1. If you've had a ton of heavy equipment on your lawn
2. Tons of thatch and/or weeds that you aren't going to deal with prior to seeding 
3. Possibly trying to work compost/organic matter into the soil. 
4. It's going to rain heavy (for week?) and you have to seed NOW

It's my belief that 1 and 3 can be accomplished by topdressing with compost, humic acid and good cultural practices. #2 is what lawn companies do, it makes them money and they know they will get at least a decent amount of germination even in the worst lawns. This is of course just my opinion on homelawns, obviously golf courses and sports fields have different uses for aeration. No aeration in 45 years! I'd like to see some pics of your lawn.

@Mrotatori it is a learning curve. We (I'm looking at myself..) tend to overthink it, obsess over it, lose sleep at night, dream about it, tune out our spource, etc. Good luck!


----------



## Budstl (Apr 19, 2017)

@probasestealer if you go back in the thread, i updated to tell the op that the main reason i aerated was to get compost into the soil. I'm not arguing for or against aeration, just simply telling the op the process i used.


----------



## iowa jim (Jan 22, 2018)

probasestealer: I did have some large equipment on my lawn, but that is not the reason i areated it. Some people say to areate and some say not to. Who is a new guy to all of this suppose listen too. They sure sell and rent a lot of areaters to people. signed still not sure about areating in iowa.


----------



## probasestealer (Apr 19, 2018)

Budstl said:


> @probasestealer if you go back in the thread, i updated to tell the op that the main reason i aerated was to get compost into the soil. I'm not arguing for or against aeration, just simply telling the op the process i used.


Sorry I read that, but didn't connect it with your username. I'm not trying to be argumentative. If you look at what they do on golf greens, they aerate and topdress with sand. Athletic fields do this too. It's my assumption that most of these are spreading grasses (bermuda, kbg) and they are aerating, topdressing and spreading a pre-emergent.


----------



## Budstl (Apr 19, 2017)

@probasestealer. :thumbup:


----------



## probasestealer (Apr 19, 2018)

iowa jim said:


> probasestealer: I did have some large equipment on my lawn, but that is not the reason i areated it. Some people say to areate and some say not to. Who is a new guy to all of this suppose listen too. They sure sell and rent a lot of areaters to people. signed still not sure about areating in iowa.
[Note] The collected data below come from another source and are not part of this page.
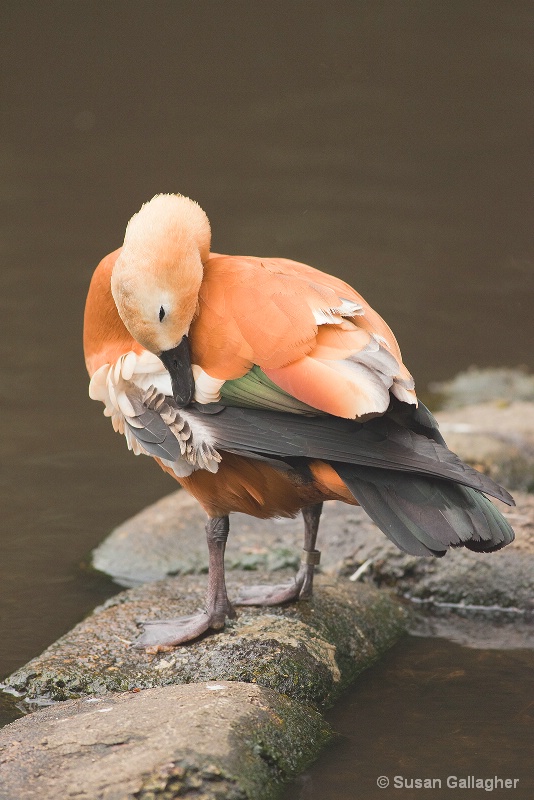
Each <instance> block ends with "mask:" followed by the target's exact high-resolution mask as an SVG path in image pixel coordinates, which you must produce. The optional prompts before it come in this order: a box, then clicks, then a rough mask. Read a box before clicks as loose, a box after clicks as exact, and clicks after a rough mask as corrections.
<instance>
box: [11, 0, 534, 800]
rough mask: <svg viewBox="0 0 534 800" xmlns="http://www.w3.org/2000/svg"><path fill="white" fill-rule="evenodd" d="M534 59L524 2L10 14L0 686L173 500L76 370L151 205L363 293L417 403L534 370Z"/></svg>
mask: <svg viewBox="0 0 534 800" xmlns="http://www.w3.org/2000/svg"><path fill="white" fill-rule="evenodd" d="M533 45H534V9H533V7H532V4H531V3H526V2H525V3H523V2H516V0H510V2H507V3H501V4H498V3H495V4H494V3H487V2H476V0H475V1H472V2H469V3H467V4H466V3H465V2H463V1H462V2H459V1H458V2H456V1H454V0H451V1H450V2H447V3H446V4H438V3H421V2H415V0H414V2H410V0H405V2H403V3H398V2H397V0H375V1H374V2H372V3H368V2H358V1H357V0H347V2H338V0H334V2H329V3H324V2H316V1H315V0H307V2H300V1H297V0H291V2H277V1H276V0H275V1H274V2H270V3H259V2H254V3H247V4H245V3H234V2H232V0H230V2H227V3H215V2H207V3H193V2H187V0H186V1H185V2H160V1H159V0H158V1H157V2H155V3H152V4H150V5H147V4H145V3H142V2H137V0H128V2H125V0H114V2H113V3H105V2H103V0H102V1H101V2H98V1H95V2H92V3H72V4H64V3H63V4H54V3H50V4H48V3H47V4H41V5H39V4H29V3H18V2H6V3H4V4H3V6H2V11H1V20H0V76H1V78H0V80H1V83H2V85H1V93H2V96H1V103H0V260H1V262H0V264H1V265H0V325H1V326H2V329H1V336H0V395H1V407H2V435H1V437H0V460H1V463H2V473H1V476H0V497H1V502H2V517H1V523H0V524H1V552H0V677H1V676H2V675H5V674H7V673H9V672H10V671H11V670H13V669H14V668H16V667H17V666H19V665H21V664H23V663H24V662H26V661H27V660H28V659H29V658H31V657H32V656H33V655H35V654H37V653H39V652H40V651H41V650H42V649H43V648H44V647H45V646H46V645H47V644H49V643H50V642H51V641H53V640H54V639H56V638H57V637H58V636H59V635H60V634H62V633H63V632H65V631H66V630H68V629H69V628H70V627H71V626H72V625H73V624H74V623H75V622H76V621H77V620H79V619H80V618H81V617H82V616H83V615H84V614H85V613H87V612H89V611H90V610H91V608H92V607H93V606H94V605H95V604H96V603H97V602H99V601H100V600H102V599H104V598H105V597H106V596H108V595H109V594H110V593H112V592H113V591H115V588H114V587H113V586H112V584H111V583H110V582H108V581H106V580H105V579H104V578H99V577H95V576H92V575H91V574H90V573H88V572H87V571H86V570H85V569H84V568H83V563H84V562H85V561H86V559H87V555H88V553H89V551H90V550H91V549H92V548H93V547H94V546H95V545H96V544H97V543H98V542H99V541H100V540H101V539H102V538H103V537H104V536H105V534H106V533H107V532H108V531H109V530H110V529H111V528H112V527H113V526H114V525H116V524H117V523H119V522H121V521H122V520H124V519H125V518H126V517H128V516H130V515H131V514H133V513H134V512H136V511H137V510H139V509H140V508H142V507H143V506H145V505H146V504H147V503H149V502H151V501H153V500H155V499H156V498H157V497H159V496H161V495H162V494H164V493H165V492H167V491H171V490H172V488H173V484H172V483H171V481H170V479H169V478H167V477H166V476H164V475H163V474H162V473H160V471H159V470H158V469H157V468H155V466H154V465H153V464H152V463H150V461H149V460H148V459H144V460H143V459H142V458H141V459H135V458H133V457H132V456H131V454H130V453H128V452H127V450H126V447H125V445H124V443H123V441H121V439H120V438H119V437H117V436H114V435H113V433H112V431H111V426H110V425H109V422H108V421H107V420H105V419H104V418H103V417H102V416H101V411H100V408H98V407H97V406H96V404H94V403H92V402H90V401H89V399H88V397H87V377H86V375H85V372H84V367H83V361H82V352H81V321H82V314H83V304H84V297H85V293H86V290H87V286H88V282H89V279H90V275H91V272H92V270H93V268H94V266H95V264H96V263H97V262H98V261H99V259H100V258H101V257H102V256H103V255H104V254H105V253H107V252H109V251H110V250H112V249H114V248H115V247H117V246H118V245H119V244H120V243H121V239H122V234H123V230H124V226H125V223H126V221H127V219H128V218H129V217H130V216H131V214H132V213H133V212H135V211H136V210H137V209H138V208H139V206H140V205H141V203H142V202H143V201H145V200H147V199H149V198H150V197H151V196H152V195H153V194H155V193H156V192H161V191H181V192H184V193H186V194H189V195H190V196H192V197H194V198H196V199H197V200H199V202H200V203H201V204H202V205H203V206H204V207H205V209H206V211H207V212H208V214H209V216H210V217H211V220H212V224H213V231H214V249H217V250H219V251H222V252H225V251H226V252H241V253H253V254H266V255H284V256H289V257H292V258H296V259H300V260H304V261H307V262H308V263H311V264H313V265H315V266H318V267H320V268H323V269H326V270H327V271H331V272H335V273H337V274H338V275H340V276H342V277H344V278H345V279H347V280H349V281H350V282H352V283H353V284H354V285H355V286H356V287H357V288H358V289H359V290H360V291H361V292H362V293H363V294H364V295H365V296H366V297H367V298H368V299H369V301H370V302H372V303H373V304H374V305H375V306H376V308H377V309H378V310H379V311H380V312H381V313H382V314H383V315H384V316H385V317H386V319H387V320H388V321H389V322H390V324H391V325H392V327H393V328H394V330H395V332H396V334H397V336H398V338H399V340H400V342H401V344H402V347H403V351H404V355H405V360H406V362H407V363H408V365H409V366H410V368H411V369H412V371H413V373H414V374H415V376H416V378H417V380H418V383H419V386H421V387H424V386H425V385H426V384H427V382H428V381H430V380H435V379H440V378H446V377H450V376H452V375H453V374H454V373H456V372H457V371H458V370H460V369H462V368H464V367H467V366H468V365H469V364H471V363H477V364H480V365H500V364H505V365H515V364H520V363H525V364H528V365H530V366H531V367H532V366H534V355H533V348H532V330H533V328H532V317H531V313H532V312H531V309H532V301H533V298H534V235H533V225H532V220H533V218H534V214H533V211H534V208H533V206H534V201H533V183H534V182H533V177H534V175H533V172H534V168H533V164H534V159H533V154H534V153H533V151H534V139H533V136H532V131H533V130H534V125H533V122H534V102H533V95H532V86H533V79H534V46H533ZM458 657H460V656H459V655H458ZM462 658H463V657H462ZM391 663H393V662H391ZM514 664H516V666H517V671H515V670H516V667H515V666H514V665H513V664H512V665H511V666H510V669H511V670H512V671H511V673H510V675H511V676H513V677H512V678H511V680H512V682H513V683H514V684H515V683H517V682H518V681H520V680H522V679H523V677H524V670H523V667H522V666H518V662H517V661H514ZM384 669H386V667H384ZM439 669H441V667H439V666H438V665H437V662H436V670H438V671H439ZM443 669H445V667H443ZM460 669H466V667H465V664H464V663H462V666H461V667H460ZM374 674H375V673H373V674H372V675H371V674H370V675H369V676H368V677H366V678H365V680H366V681H368V682H370V681H373V680H377V679H376V678H375V677H373V676H374ZM379 674H380V673H379ZM503 681H504V678H503ZM369 685H370V684H369ZM446 685H447V687H448V691H449V692H450V693H451V694H450V695H448V696H450V697H451V698H452V699H451V701H450V704H451V706H454V704H455V703H456V700H454V698H455V697H458V698H459V697H460V696H461V695H460V694H458V695H457V694H455V692H456V691H457V689H458V687H459V686H460V683H458V682H455V681H449V682H448V683H446ZM485 685H486V686H488V685H490V686H491V685H492V684H491V681H490V679H489V677H488V678H487V679H486V681H485ZM502 685H503V687H504V688H503V692H505V693H506V692H508V691H509V688H510V687H509V685H508V684H506V683H503V684H502ZM415 686H416V684H415V683H414V687H415ZM439 691H441V689H440V690H439ZM416 694H417V690H416V689H415V688H414V689H413V692H412V695H410V697H411V698H412V699H413V698H414V696H415V695H416ZM377 697H379V695H378V694H377V695H376V696H375V702H377V705H378V701H377V700H376V698H377ZM1 702H2V703H4V701H3V700H2V701H1ZM367 702H368V705H367V708H368V710H369V709H370V711H369V713H367V716H366V718H365V725H364V728H365V726H370V725H372V726H373V731H374V732H375V735H377V736H378V738H379V739H380V736H381V735H383V734H380V735H379V734H378V733H377V728H376V726H377V725H378V721H377V722H376V723H373V721H372V720H373V719H374V717H376V712H377V709H376V708H371V706H370V705H369V703H371V702H372V701H371V700H368V701H367ZM378 712H379V716H380V715H382V714H384V713H385V712H384V711H383V710H380V709H378ZM479 712H480V714H482V709H479ZM12 713H13V712H12V710H10V708H7V707H5V708H4V706H3V705H0V723H1V722H2V721H3V722H5V721H7V720H8V719H10V718H11V716H10V715H12ZM361 713H363V712H360V711H359V712H358V716H359V718H360V719H363V718H362V717H361V716H360V715H361ZM405 713H406V714H408V713H409V712H408V703H407V705H406V711H405ZM414 713H415V712H414ZM417 713H418V712H417ZM434 713H435V715H436V726H437V728H439V730H442V728H443V725H445V722H446V720H450V725H451V726H452V728H453V729H454V730H456V729H457V728H458V729H459V728H460V727H461V722H460V721H459V720H456V721H455V720H454V719H453V718H452V717H450V716H449V712H448V711H447V713H446V714H445V709H444V707H436V709H435V711H434ZM383 719H384V724H385V725H386V728H387V727H388V726H389V725H390V723H388V722H387V720H385V718H383ZM455 726H456V727H455ZM462 735H465V736H467V734H462ZM469 735H471V734H469ZM473 735H474V734H473ZM368 738H370V737H368ZM506 738H507V740H510V741H512V742H515V743H516V745H517V747H518V748H519V749H520V748H521V747H522V740H521V739H520V737H519V733H518V734H517V735H515V734H514V732H513V730H512V729H511V728H510V730H509V731H508V736H507V737H506ZM363 741H364V742H367V739H366V740H363ZM481 746H482V745H481ZM429 749H430V750H431V751H432V754H433V755H432V757H433V758H438V756H439V753H440V752H441V750H442V745H441V743H440V741H436V742H434V743H430V742H429ZM333 752H334V751H331V754H332V757H333ZM362 758H363V759H364V760H365V750H364V751H363V755H362ZM436 763H437V762H436ZM440 763H441V764H443V763H444V761H443V759H442V760H441V762H440ZM471 763H480V768H481V769H482V766H484V764H485V763H486V762H484V764H483V763H482V762H476V760H475V761H473V762H471ZM419 764H421V766H422V762H419V761H418V762H417V763H416V764H415V766H419ZM390 767H391V769H393V762H391V761H390V762H387V763H386V762H384V770H385V771H386V772H387V770H388V769H390ZM369 780H370V778H369ZM325 796H326V795H325ZM348 796H354V795H350V794H349V795H348ZM369 796H371V795H369ZM515 796H516V797H517V796H518V795H515Z"/></svg>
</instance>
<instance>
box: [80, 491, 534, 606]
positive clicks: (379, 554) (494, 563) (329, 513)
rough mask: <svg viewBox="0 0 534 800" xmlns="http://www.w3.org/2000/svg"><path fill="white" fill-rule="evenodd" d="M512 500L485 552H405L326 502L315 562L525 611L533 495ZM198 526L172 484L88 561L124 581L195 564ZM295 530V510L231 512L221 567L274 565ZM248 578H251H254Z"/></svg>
mask: <svg viewBox="0 0 534 800" xmlns="http://www.w3.org/2000/svg"><path fill="white" fill-rule="evenodd" d="M515 499H516V502H517V506H515V507H512V508H510V507H508V506H505V505H504V504H503V503H499V502H498V501H496V504H498V506H499V509H500V510H501V512H502V513H503V514H504V515H505V516H506V518H507V519H508V520H509V522H510V524H511V525H512V527H513V528H514V530H515V532H516V540H515V541H514V542H513V543H512V544H511V545H509V546H508V547H506V548H505V549H504V550H502V551H498V552H497V553H491V554H478V553H472V552H470V551H468V550H464V549H459V550H451V551H450V552H449V553H447V555H446V556H445V557H444V558H442V559H434V558H417V557H416V556H410V555H407V554H406V553H403V552H401V551H400V550H399V549H398V548H397V547H396V546H395V545H394V544H392V543H391V542H390V541H389V540H388V539H387V538H386V537H385V536H384V534H383V533H381V531H379V530H378V528H377V527H376V526H375V525H374V524H373V523H372V522H371V520H370V519H369V517H368V516H367V514H366V513H365V512H364V511H363V510H362V509H361V508H358V507H352V506H347V505H346V504H343V503H335V502H329V503H325V510H324V512H323V516H322V519H321V526H320V529H319V542H318V547H319V548H320V549H321V550H322V558H321V570H322V572H323V573H324V575H326V576H328V577H329V578H332V579H334V578H337V577H339V576H344V577H347V576H350V575H354V573H355V572H356V571H357V570H358V569H360V571H361V574H360V580H365V581H368V582H373V583H375V584H376V585H377V586H380V587H384V586H387V587H391V588H392V589H394V590H395V591H397V592H398V593H399V594H400V595H402V596H405V597H408V598H414V599H415V600H416V601H425V602H426V603H427V604H430V603H434V604H440V603H452V604H463V605H476V606H485V607H488V608H490V607H493V606H498V607H502V608H508V609H512V608H518V609H520V610H521V612H522V614H528V613H530V612H531V611H532V610H533V598H534V496H533V495H530V494H525V493H521V492H517V493H516V494H515ZM176 520H178V521H179V522H178V523H177V522H176ZM203 524H204V515H203V512H202V511H201V509H199V508H198V506H197V505H196V504H193V503H192V502H191V500H190V498H189V497H188V496H186V495H185V493H183V492H181V491H178V492H175V493H174V494H172V495H170V496H168V497H166V498H164V499H163V500H160V501H159V502H158V503H156V504H155V505H154V506H151V507H150V508H148V509H145V510H144V511H143V512H141V514H139V515H138V516H137V517H134V518H133V519H132V520H130V521H129V522H127V523H124V525H122V526H121V527H120V528H119V529H117V530H116V531H115V532H114V533H112V534H111V536H110V537H109V538H108V539H107V540H106V542H105V543H104V544H103V545H102V546H101V547H100V548H99V549H98V551H97V552H96V555H95V565H96V564H98V566H99V567H100V569H103V570H105V571H107V572H109V573H110V574H112V575H113V574H114V571H115V565H117V564H123V565H125V566H123V568H122V569H123V575H124V574H125V573H126V572H127V574H128V576H129V580H130V581H131V582H134V580H137V581H142V580H143V579H144V577H145V576H146V575H147V573H150V574H157V573H158V572H160V573H163V574H164V572H165V570H167V571H168V572H180V571H183V572H185V573H187V572H194V571H195V570H196V569H199V570H200V571H202V570H203V569H204V568H205V567H204V564H203V559H204V560H205V559H206V553H205V550H206V546H205V543H204V539H203ZM178 526H179V527H178ZM302 529H303V523H302V519H301V518H300V517H299V518H297V519H295V520H265V521H264V520H252V519H250V517H245V516H244V515H240V514H235V515H232V518H231V529H230V537H229V540H228V542H229V544H228V550H229V556H228V566H229V567H230V569H231V568H232V566H233V565H239V566H241V567H243V565H244V564H246V565H247V567H248V570H250V571H252V572H251V575H252V576H254V575H257V574H258V573H255V572H253V570H256V569H262V568H265V566H266V564H267V563H269V564H270V565H271V569H273V568H275V567H276V566H277V562H276V561H275V559H276V558H277V557H278V558H279V560H278V564H279V565H280V566H282V565H283V566H284V567H285V566H286V565H287V563H288V562H290V561H291V558H298V555H299V552H300V547H301V546H302ZM153 545H154V549H155V551H156V556H155V558H154V559H152V546H153ZM132 553H133V554H134V555H133V556H132ZM164 553H165V554H166V558H164V557H163V554H164ZM284 559H286V561H284ZM194 565H197V566H194ZM198 565H200V566H198ZM286 572H287V571H286ZM229 574H230V575H232V572H230V573H229ZM276 574H277V575H278V574H286V573H284V572H283V571H282V573H276ZM287 574H289V573H287ZM244 575H246V573H244ZM252 580H253V582H258V578H257V577H253V578H252ZM276 580H277V581H278V577H277V578H276ZM177 585H179V584H177Z"/></svg>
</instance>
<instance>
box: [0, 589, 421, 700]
mask: <svg viewBox="0 0 534 800" xmlns="http://www.w3.org/2000/svg"><path fill="white" fill-rule="evenodd" d="M239 577H240V580H239V581H238V582H236V580H235V578H233V579H232V581H231V582H229V592H230V596H232V594H234V593H235V592H236V591H237V585H238V584H239V585H242V584H243V583H245V582H248V583H251V582H252V578H253V580H254V582H257V581H258V575H257V574H254V575H253V576H251V574H250V573H243V574H242V575H240V576H239ZM260 578H261V576H260ZM204 589H205V587H204V579H201V580H200V581H199V579H198V578H196V577H195V576H185V577H181V578H178V579H167V580H164V581H160V582H157V583H153V584H146V585H144V586H140V587H137V588H135V589H131V590H129V591H126V592H122V593H121V594H119V595H117V596H116V597H113V598H112V599H111V600H109V601H108V602H107V603H105V604H104V605H103V606H101V607H100V608H98V609H96V610H95V612H94V613H93V614H92V615H91V616H89V617H88V618H87V619H86V620H84V621H83V622H81V623H80V624H79V625H77V626H76V627H75V628H74V629H73V630H72V631H70V632H69V633H68V634H66V635H65V636H63V637H61V638H60V639H59V640H58V641H57V642H55V643H54V644H52V645H51V646H50V647H49V648H48V649H47V650H45V652H44V653H43V654H42V655H41V656H38V657H37V658H35V659H33V660H32V661H30V662H29V663H28V664H26V665H25V666H24V667H22V668H21V669H19V670H17V671H16V672H15V673H13V675H11V676H10V677H9V678H8V679H7V680H6V684H5V688H7V689H8V690H9V691H13V692H16V693H18V694H20V695H23V696H24V697H25V698H26V699H27V700H34V701H35V700H37V701H40V702H42V701H43V700H66V699H70V698H73V697H79V696H82V695H88V694H99V693H102V692H106V691H125V690H129V689H133V688H143V689H145V688H153V687H156V686H164V685H172V684H183V683H191V682H199V681H206V680H233V681H245V682H250V683H257V684H259V685H262V686H266V687H269V688H272V689H275V690H276V691H278V692H281V693H283V694H286V695H288V696H290V697H292V698H293V699H295V700H298V701H299V702H302V703H306V704H308V705H312V706H315V707H317V708H320V707H324V706H327V705H330V704H331V703H333V702H334V700H335V698H336V697H338V696H339V694H340V693H341V692H342V690H343V689H344V688H345V687H346V686H347V685H348V684H349V683H350V682H351V681H352V680H353V679H354V678H355V677H356V675H357V674H358V673H359V672H361V671H362V670H364V669H366V668H367V667H368V666H369V665H370V664H371V663H373V661H374V660H375V659H376V658H378V656H379V655H380V654H381V653H382V652H384V651H385V650H386V649H387V648H389V647H390V646H391V645H392V644H393V643H394V642H395V641H396V639H397V638H398V637H399V635H400V634H401V633H402V631H403V630H404V628H405V624H406V617H407V615H406V612H405V610H404V609H403V608H402V607H401V606H400V605H399V603H398V602H396V601H395V600H393V599H392V598H391V597H390V596H389V595H388V594H387V593H384V592H380V591H378V590H376V589H375V588H374V587H371V586H364V585H356V584H353V583H350V582H349V581H344V580H339V581H337V582H336V583H335V584H334V583H333V582H332V581H329V580H328V579H327V578H324V577H320V578H319V580H318V581H317V590H316V593H315V596H314V598H313V599H312V600H311V601H306V602H302V601H301V602H300V603H296V604H294V605H289V606H285V607H282V608H261V609H260V608H258V609H254V608H250V609H240V610H239V616H238V618H237V619H236V620H232V621H230V622H229V623H227V626H226V628H225V629H224V630H223V631H220V632H217V633H210V634H209V635H206V636H204V637H203V638H202V639H199V640H197V641H194V642H191V643H189V644H188V645H186V646H183V647H179V648H177V649H176V650H175V651H174V652H173V653H171V654H169V653H165V654H164V655H163V656H162V655H158V656H155V657H154V656H151V655H148V654H146V653H145V652H144V651H138V650H132V649H129V642H131V641H132V640H133V639H135V638H136V636H137V633H138V630H137V627H136V620H139V619H141V620H142V619H150V618H152V619H154V618H158V617H159V618H168V617H169V616H173V615H176V614H190V613H192V612H193V611H194V610H195V609H196V608H198V606H199V605H201V604H202V602H203V597H204Z"/></svg>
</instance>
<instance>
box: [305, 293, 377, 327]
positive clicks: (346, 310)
mask: <svg viewBox="0 0 534 800" xmlns="http://www.w3.org/2000/svg"><path fill="white" fill-rule="evenodd" d="M340 299H341V305H339V306H336V307H335V308H314V309H313V317H314V319H315V322H316V323H317V325H337V324H339V323H340V322H343V317H361V316H362V314H363V312H364V310H363V306H361V305H360V304H359V303H355V302H354V301H353V300H345V299H344V298H340Z"/></svg>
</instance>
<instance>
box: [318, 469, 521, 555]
mask: <svg viewBox="0 0 534 800" xmlns="http://www.w3.org/2000/svg"><path fill="white" fill-rule="evenodd" d="M333 466H334V467H335V469H336V471H337V473H338V474H339V476H340V478H341V479H342V480H343V481H344V482H345V484H346V485H347V487H348V489H349V490H350V491H351V493H352V494H353V495H354V497H355V499H356V500H357V501H358V502H359V504H360V505H361V506H362V508H363V509H364V510H365V511H366V512H367V513H368V514H369V516H370V517H371V519H372V520H373V522H375V524H376V525H377V526H378V527H379V528H380V530H381V531H383V532H384V533H385V534H386V536H387V537H388V538H389V539H391V541H392V542H394V544H396V545H397V547H399V548H400V549H401V550H404V551H405V552H406V553H410V554H411V555H415V556H429V555H433V556H438V557H441V556H444V555H445V553H446V552H447V549H448V548H449V547H467V548H468V549H469V550H475V551H476V552H481V553H491V552H492V551H494V550H500V548H501V547H504V546H505V545H507V544H509V543H510V542H511V541H513V539H514V532H513V530H512V528H511V527H510V526H509V524H508V523H507V521H506V520H505V518H504V517H503V516H502V514H501V513H500V512H499V511H498V510H497V508H496V507H495V506H494V505H493V504H492V503H491V502H490V501H489V500H488V499H487V497H485V496H484V495H483V494H481V492H478V491H477V490H476V489H470V488H468V487H466V486H461V485H459V484H456V483H452V482H449V481H444V480H439V479H434V478H425V477H422V476H420V475H414V474H411V475H405V474H403V473H399V472H396V471H394V470H386V469H376V468H373V467H356V466H353V465H348V464H340V463H339V462H338V463H336V464H334V465H333Z"/></svg>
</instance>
There are more than two ways to do everything. I think you need to do what is right in your situation. Knowledge is power, but it does sometimes confuse us and make things more complicated.

Aeration and overseeding is big money and recommended by a lot of large universities. I completely reno'd my backyard last year, it came in great with little weed pressure this spring (although now I'm dealing with white clover). I didn't want to fully reno my front yard, so I borrowed my brother's aerator and went to town. I've never seen so much chickweed this spring. There was also quite a bit of Poa annua. But my big problem is now paspalum and what looks like quackgrass that I don't remember seeing last year. I knew better and I still aerated...

If you look at a pasture the grass grows, gets very long, goes to seedhead, drops it's seed and seeds the next crop. The pasture grass used most of it's energy, dies and becomes organic matter for next years seedlings. These fields aren't near as pretty as our lawns, but my point is that seed will germinate without any special care.


----------



## iowa jim (Jan 22, 2018)

I followed peat1313 on his reno and thats why i areated, he even modified his areater to make bigger cores. He had a very successful renovation, even winning lawn of the month.


----------



## probasestealer (Apr 19, 2018)

iowa jim said:


> I followed peat1313 on his reno and thats why i areated, he even modified his areater to make bigger cores. He had a very successful renovation, even winning lawn of the month.


And his lawn looks darn good, so did his last one. Again, I think the major downside is increased weed pressure, but that is going to vary from yard to yard.


----------



## iowa jim (Jan 22, 2018)

probasestealer said:


> iowa jim said:
> 
> 
> > I followed peat1313 on his reno and thats why i areated, he even modified his areater to make bigger cores. He had a very successful renovation, even winning lawn of the month.
> ...


Hopefully i won't get the weeds next spring, fingers crossed.


----------



## Mrotatori (Aug 13, 2018)

pennstater2005 said:


> Just a thought @Mrotatori. You might want to keep all this in your lawn journal. It'll make it easy to look back and see everything you've done and questions you've asked all in one place.


thanks penn. I did start a lawn journal, but these one off questions, I thought might help others too, that are in the same stage as me for this fall.


----------